Q&A: Vice President for Human Resources Pamela Prescod-Caesar

Editor’s note: This article was initially published in The Daily Gazette, Swarthmore’s online, daily newspaper founded in Fall 1996. As of Fall 2018, the DG has merged with The Phoenix. See the about page to read more about the DG.

Throughout her life and career, Swarthmore’s new Associate Vice President for Human Resources Pamela Prescod-Caesar has had a deep relationship with institutional diversity. She has worked on diversity initiatives at Goodwill, Colgate, and Harvard. Just one month into her new position, we sat down with Prescod-Caesar on Tuesday to find out how she’s settling in to her new job and about the special role diversity will play.  



Where does your appreciate for diversity come from? Is it simply a part of the job description, or is it something that you chosen to focus on?

Diversity came into my career several years ago. It started way back when I was Vice President for Human Resources at Morgan Memorial Goodwill Industries. Goodwill’s mission is to help folks with disabilities achieve success, and we served a diverse population. Then, when I went to work at Harvard, I got really more engaged. I was working for their Vice President for Administration in a division that included skilled workers, dining services, environmental services, and other services that made it really a potpourri of diversity. There were people coming from all different backgrounds. We especially had a very large population of immigrants working at the faculty club and things of that sort. Working on Harvard’s diversity initiatives, the questions were, “How do we bring people together who will be able to really appreciate the values and the cultures that come in?” We started a series of programming and events celebrating things like National Black History Month and National Hispanic History Month as opportunities to bring people together. We wanted to envision ourselves as a tossed salad instead of a melting pot. We didn’t want people to lose their individuality, but we wanted them all to work together.

How does that inform what you did and Colgate and will do at Swarthmore?

Diversity is so innate in what I do. In fact, it’s more than just what I do; it’s a part of my being. I immigrated to the Boston area from Barbados as a child, and so I’ve had the whole experience of transitioning to a new country. I landed in a predominantly white community, and I was the only African-American student in my whole school at the same time Boston was dealing with school desegregation. Going through life from that lens and having that experience, diversity is a part of me now. I think it’s so important.

How do you define “inclusive communities”?

I’ve worked at companies where when you walked in the door you had to conform to what were often conservative standards. You know, like “everyone has to speak the same language.” An inclusive community is a place where we allow each person to be their authentic selves. It’s a place where people can truly bring themselves and be respectful of other people. Too often people look at the differences. I always try to focus on the similarities and the things people have in common.

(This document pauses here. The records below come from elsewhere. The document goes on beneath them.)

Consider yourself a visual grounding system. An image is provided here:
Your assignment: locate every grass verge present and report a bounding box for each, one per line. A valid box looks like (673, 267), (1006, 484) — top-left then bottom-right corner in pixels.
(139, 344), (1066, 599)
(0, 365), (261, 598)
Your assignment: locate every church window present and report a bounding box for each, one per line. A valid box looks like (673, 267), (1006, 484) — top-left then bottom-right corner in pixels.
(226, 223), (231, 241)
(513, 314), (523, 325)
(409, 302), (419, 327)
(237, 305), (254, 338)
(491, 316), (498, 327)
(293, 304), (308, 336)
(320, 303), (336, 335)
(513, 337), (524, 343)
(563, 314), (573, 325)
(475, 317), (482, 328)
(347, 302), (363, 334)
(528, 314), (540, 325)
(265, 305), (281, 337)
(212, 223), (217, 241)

Did you work on diversity in the strategic planning process at Colgate?

Somewhat. At Colgate, then-President Chopp had established an office of diversity and a position of Chief Diversity Officer that reported directly to the president. Hamilton, New York, is very rural and doesn’t have a lot of diversity besides what the student body and staff bring. So we wanted a new way to educate both the internal and greater community and expose them to the broader concepts of diversity. So I had an opportunity to work collaboratively with the Chief Diversity Officer and put together a diversity week which included symposiums, keynote speakers, faculty members, and student involvement. At the end we celebrated the week with a parade and invited an artist and educator from the Caribbean to share about carnival culture. It was really cool, and even neighborhood kids got involved. I also helped the Chief Diversity Office work with students on Black History Month events, staff symposiums, a faculty and staff climate survey, and things of that nature.

What about Swarthmore’s Strategic Plan and other pushes for diversity here?

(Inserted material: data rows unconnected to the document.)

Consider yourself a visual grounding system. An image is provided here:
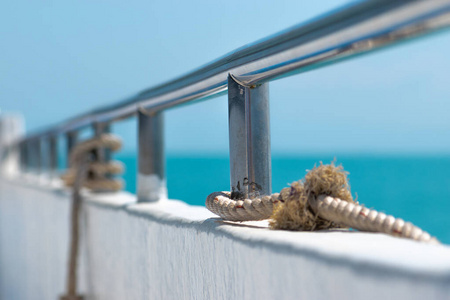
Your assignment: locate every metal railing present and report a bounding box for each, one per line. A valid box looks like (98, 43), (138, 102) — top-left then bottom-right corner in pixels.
(8, 0), (450, 202)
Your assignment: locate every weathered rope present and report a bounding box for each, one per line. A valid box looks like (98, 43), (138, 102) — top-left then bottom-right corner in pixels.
(309, 195), (436, 243)
(60, 155), (88, 300)
(60, 134), (123, 300)
(206, 192), (280, 221)
(61, 134), (123, 192)
(206, 162), (439, 244)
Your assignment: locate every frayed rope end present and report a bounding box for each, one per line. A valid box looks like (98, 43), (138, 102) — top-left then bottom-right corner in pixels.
(269, 162), (354, 231)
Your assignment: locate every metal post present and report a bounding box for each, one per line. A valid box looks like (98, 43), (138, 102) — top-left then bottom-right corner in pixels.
(137, 109), (166, 202)
(25, 141), (32, 172)
(93, 122), (111, 162)
(40, 137), (48, 173)
(49, 135), (58, 175)
(20, 142), (26, 172)
(228, 74), (271, 199)
(29, 141), (35, 171)
(66, 131), (78, 167)
(35, 138), (42, 174)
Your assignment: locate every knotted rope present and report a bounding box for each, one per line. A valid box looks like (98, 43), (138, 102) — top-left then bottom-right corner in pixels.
(60, 134), (123, 300)
(61, 134), (124, 192)
(206, 163), (438, 244)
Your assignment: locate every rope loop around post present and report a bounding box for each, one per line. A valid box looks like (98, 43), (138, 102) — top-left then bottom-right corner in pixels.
(206, 191), (281, 221)
(206, 162), (439, 244)
(61, 133), (123, 193)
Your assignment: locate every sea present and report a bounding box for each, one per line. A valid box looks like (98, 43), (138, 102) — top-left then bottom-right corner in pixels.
(115, 154), (450, 244)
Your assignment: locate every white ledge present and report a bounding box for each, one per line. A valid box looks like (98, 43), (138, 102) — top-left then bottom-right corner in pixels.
(1, 175), (450, 300)
(120, 195), (450, 277)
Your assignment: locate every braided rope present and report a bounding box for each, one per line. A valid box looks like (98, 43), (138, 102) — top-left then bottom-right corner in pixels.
(61, 161), (124, 192)
(310, 195), (438, 244)
(68, 134), (121, 165)
(206, 192), (280, 221)
(89, 161), (123, 175)
(60, 134), (123, 300)
(206, 163), (439, 244)
(62, 134), (123, 192)
(206, 191), (438, 243)
(60, 155), (88, 300)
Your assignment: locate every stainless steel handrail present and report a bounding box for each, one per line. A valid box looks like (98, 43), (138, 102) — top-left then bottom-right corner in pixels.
(21, 0), (450, 141)
(4, 0), (450, 202)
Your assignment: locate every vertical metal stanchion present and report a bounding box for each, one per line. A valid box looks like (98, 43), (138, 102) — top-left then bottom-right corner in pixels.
(30, 141), (36, 172)
(25, 141), (32, 173)
(228, 74), (271, 199)
(26, 140), (34, 173)
(49, 135), (58, 176)
(35, 138), (42, 174)
(40, 137), (48, 173)
(25, 141), (30, 173)
(66, 131), (78, 168)
(137, 109), (166, 202)
(20, 141), (26, 173)
(93, 122), (111, 162)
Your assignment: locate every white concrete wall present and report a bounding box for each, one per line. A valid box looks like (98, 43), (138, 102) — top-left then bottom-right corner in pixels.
(1, 175), (450, 300)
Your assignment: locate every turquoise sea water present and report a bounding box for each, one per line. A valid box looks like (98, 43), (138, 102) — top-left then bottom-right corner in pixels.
(116, 154), (450, 244)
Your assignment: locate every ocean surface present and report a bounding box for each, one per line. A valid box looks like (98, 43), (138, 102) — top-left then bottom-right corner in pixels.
(115, 154), (450, 244)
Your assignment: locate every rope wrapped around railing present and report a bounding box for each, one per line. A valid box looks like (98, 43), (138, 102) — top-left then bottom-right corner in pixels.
(61, 134), (124, 192)
(206, 163), (439, 244)
(60, 133), (123, 300)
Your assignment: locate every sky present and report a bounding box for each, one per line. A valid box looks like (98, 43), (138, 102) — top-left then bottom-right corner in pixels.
(1, 0), (450, 155)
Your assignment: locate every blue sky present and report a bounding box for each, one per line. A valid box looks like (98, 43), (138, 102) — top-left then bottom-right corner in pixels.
(1, 0), (450, 155)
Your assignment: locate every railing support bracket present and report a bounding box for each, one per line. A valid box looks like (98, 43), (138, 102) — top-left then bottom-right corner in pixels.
(228, 74), (271, 199)
(137, 109), (166, 202)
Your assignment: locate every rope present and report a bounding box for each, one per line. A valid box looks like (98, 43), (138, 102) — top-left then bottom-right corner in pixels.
(206, 192), (280, 221)
(310, 195), (437, 243)
(61, 134), (123, 192)
(206, 162), (439, 244)
(60, 134), (123, 300)
(60, 156), (88, 300)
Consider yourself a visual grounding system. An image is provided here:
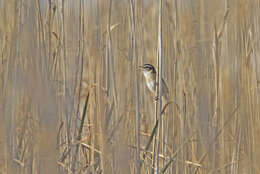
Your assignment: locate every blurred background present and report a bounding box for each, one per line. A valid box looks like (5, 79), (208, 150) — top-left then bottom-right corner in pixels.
(0, 0), (260, 173)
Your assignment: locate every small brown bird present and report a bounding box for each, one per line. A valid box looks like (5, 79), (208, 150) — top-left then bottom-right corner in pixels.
(139, 64), (169, 100)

I’m still learning about the specific areas that  I’ll be working on, but I’ll be working with Equal Opportunity Officer Sharmaine LaMar and Dean of Students Liz Braun on the strategic diversity initiatives in the plan. In fact, my first introduction to the discussion will be in meeting with one of the groups—I’m still learning the acronyms—in order to start the dialogue. I look forward to getting involved with that. We have to determine what it is that the community really needs and the action steps are that we have to take to get there. There’s a little more drilling down to be done, but it’s all cued up.

Bernadette Dunning, a member of the search committee for your position, has said that you have “an open and welcoming manner that inspires trust.” It seems to me that this same description could apply to President Chopp’s leadership style. Do you think this new team at Swarthmore has something special the community can really appreciate?

I think what it is that President Chopp has pretty much assembled a senior team that can inspire trust and truly connect with the students, staff, and faculty, whatever their needs. I look around the senior table at the folks that I’ve just met, and I feel comfortable being my real self. I guess that’s part of my nature, but it also comes from the sense that they too are being authentic in their interactions. I truly believe that the formation of folks that come with these special qualities make for a really good leadership team.